Ciro practically spent the entire voyage on a chaise longue on the second-class deck of the SS Augustus. At any other time, he would consider it lucky that his middle name was the same as the ship’s. But not this time. Whenever he heard the horns blow at sea, he remembered shoveling coal in the belly of the SS Chicago. He remembered meeting Luigi, and how no matter how much he scrubbed, his skin was gray from the coal dust after a week in the pit.
Now, he was an older man, and he led the life of one who has earned his way out of steerage. Ciro was not in first class, where the passengers were pampered, but his room in second class was comfortable, and the windows were above the waterline. He smiled to himself when he went to sleep the first night. He had never traveled across the ocean above the waterline.
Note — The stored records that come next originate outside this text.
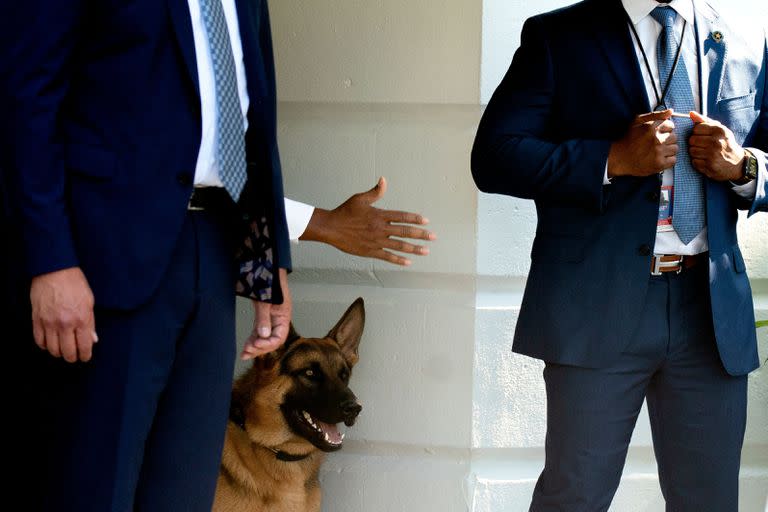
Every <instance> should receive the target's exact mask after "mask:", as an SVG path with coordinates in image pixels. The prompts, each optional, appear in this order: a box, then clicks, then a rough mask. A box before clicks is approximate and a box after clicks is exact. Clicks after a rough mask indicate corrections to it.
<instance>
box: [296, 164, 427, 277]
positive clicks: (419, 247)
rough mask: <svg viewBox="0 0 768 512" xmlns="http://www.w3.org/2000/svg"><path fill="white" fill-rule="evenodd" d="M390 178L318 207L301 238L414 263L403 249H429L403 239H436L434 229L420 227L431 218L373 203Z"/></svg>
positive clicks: (334, 245)
mask: <svg viewBox="0 0 768 512" xmlns="http://www.w3.org/2000/svg"><path fill="white" fill-rule="evenodd" d="M386 191H387V181H386V180H385V179H384V178H379V182H378V183H377V184H376V186H375V187H373V188H372V189H371V190H368V191H367V192H361V193H359V194H355V195H353V196H351V197H350V198H349V199H347V200H346V201H344V202H343V203H342V204H341V205H339V206H337V207H336V208H334V209H333V210H323V209H321V208H315V210H314V212H313V213H312V217H311V219H310V220H309V224H308V225H307V228H306V229H305V230H304V233H302V234H301V236H300V237H299V240H306V241H314V242H323V243H326V244H329V245H332V246H333V247H336V248H337V249H339V250H340V251H344V252H346V253H349V254H354V255H355V256H363V257H366V258H377V259H380V260H384V261H388V262H390V263H393V264H395V265H404V266H407V265H410V264H411V260H409V259H408V258H407V257H406V256H402V255H400V254H397V253H398V252H399V253H405V254H416V255H420V256H424V255H427V254H429V249H428V248H426V247H424V246H423V245H418V244H413V243H409V242H406V241H403V240H401V238H410V239H415V240H435V239H436V238H437V237H436V236H435V234H434V233H432V232H430V231H428V230H426V229H422V228H419V227H417V226H423V225H425V224H427V223H429V221H428V220H427V219H426V218H424V217H423V216H422V215H420V214H418V213H410V212H402V211H396V210H382V209H379V208H376V207H374V206H373V203H375V202H376V201H378V200H379V199H381V198H382V197H384V194H385V193H386Z"/></svg>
Every moment of the journey brought back memories. When he heard his native Italian as the ship docked in the port of Naples, he was surprised to find that it moved him so deeply that he wept. When he boarded the train to go north, he couldn’t get enough of the people; he took in every detail of them and remembered when he too was Italian. He realized he had missed them, and his heart ached with the knowledge that he would not die in the country where he was born. Now he was neither Italian nor American; he was a dying man on a mission to make whole what never had been, and to heal a wound for which there was no salve or balm.
Ciro decided to climb the last bit of the Passo Presolana on foot. He sent his duffel ahead on the carriage to the convent of San Nicola, where the nuns had prepared the guest room for him.
Ciro buttoned his coat as he hiked up the hill to the entrance of Vilminore. He stopped at the top of a cliff and looked down into the gorge, where the green leaves of late summer had fallen away, leaving behind a tangle of gray. From his vantage point, the branches looked like a mass of childhood scribbles, a charcoal nest of intersecting lines and curves, made when a boy was just learning to write.